Taking on the job of an estate executor in Florida can be rewarding since it helps the surviving family members of a deceased person receive their inheritance and achieve some closure concerning the death of a relative. But with the job of executor comes possible legal risks if you as an executor do not know what to watch out for. Under some circumstances, an executor can be the target of civil litigation.
The American Bar Association explains that executors can be subject to personal liability. An executor is mandated to properly manage the estate of a deceased person. This includes maintaining assets and protecting them from damage or destruction before they can be distributed to heirs. If mismanagement or errors in taking care of the estate occur, beneficiaries to the estate could sue the executor for losses.
There are a number of errors or problems that can expose an executor to liability.
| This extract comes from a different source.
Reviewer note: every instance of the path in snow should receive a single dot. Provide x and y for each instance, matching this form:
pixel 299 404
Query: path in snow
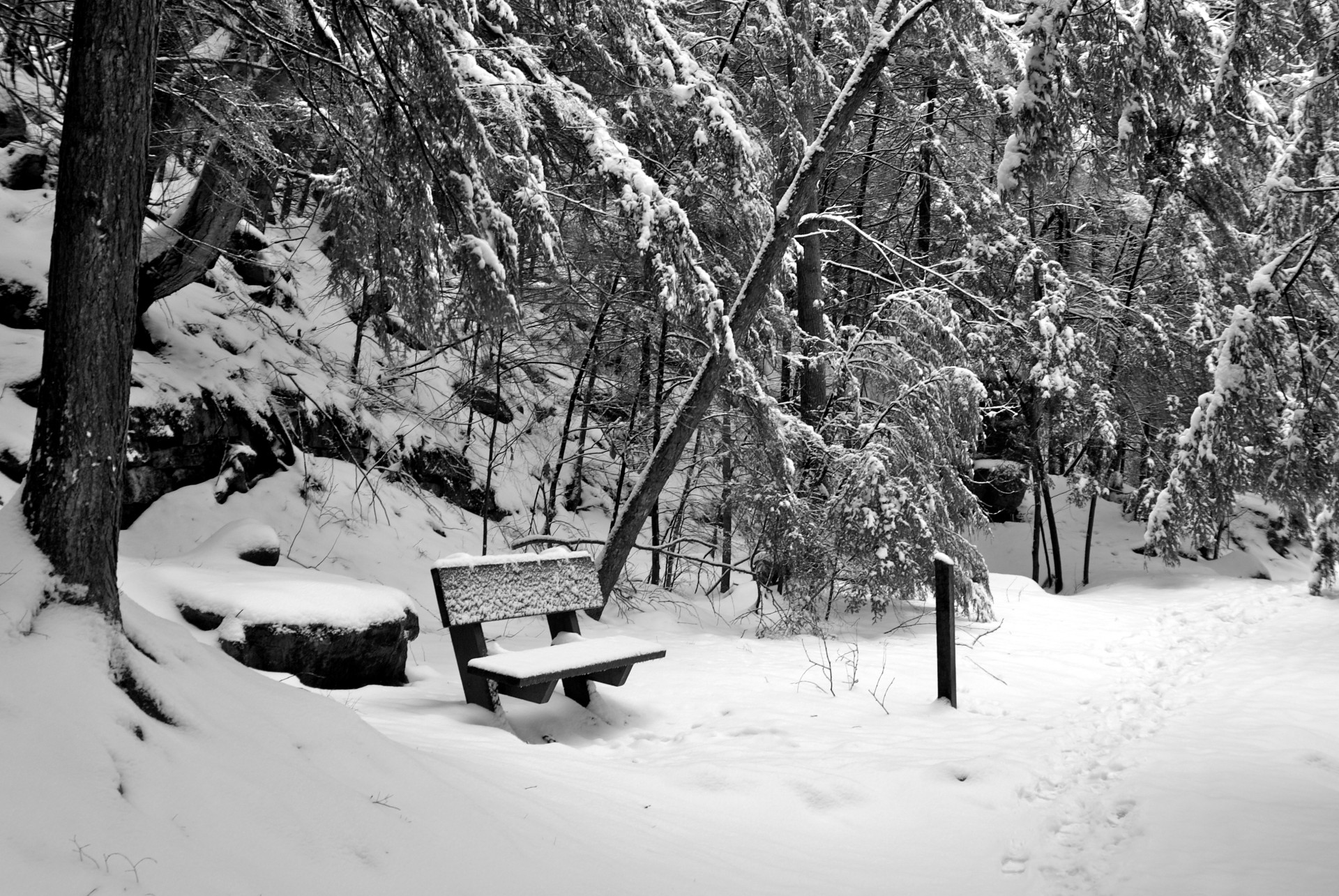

If an estate property has insurance coverage, the insurance policy must be maintained. Allowing it to lapse can result in loss to beneficiaries. Executors called upon to invest estate assets should be careful not to take risks that can cause a portfolio to lose value. Conversely, executors cannot be too risk-averse while investing estate assets.
Other possible areas of mismanagement can include the following:
- Failure to pay the estate taxes
- Not filing the tax returns before the due date
- An executor using estate assets for personal purchases
- Actions that favor one beneficiary over another
Competence and impartiality are important qualities for an executor to possess. These qualities can help keep an executor from making mistakes or willfully bad decisions that could invite litigation. Executor candidates that feel uncertain about how to navigate closing out an estate can seek legal counsel to help with understanding laws relevant to the estate process.
This article is written to provide general information on the topic of estate and probate administration and is not to be interpreted as legal advice.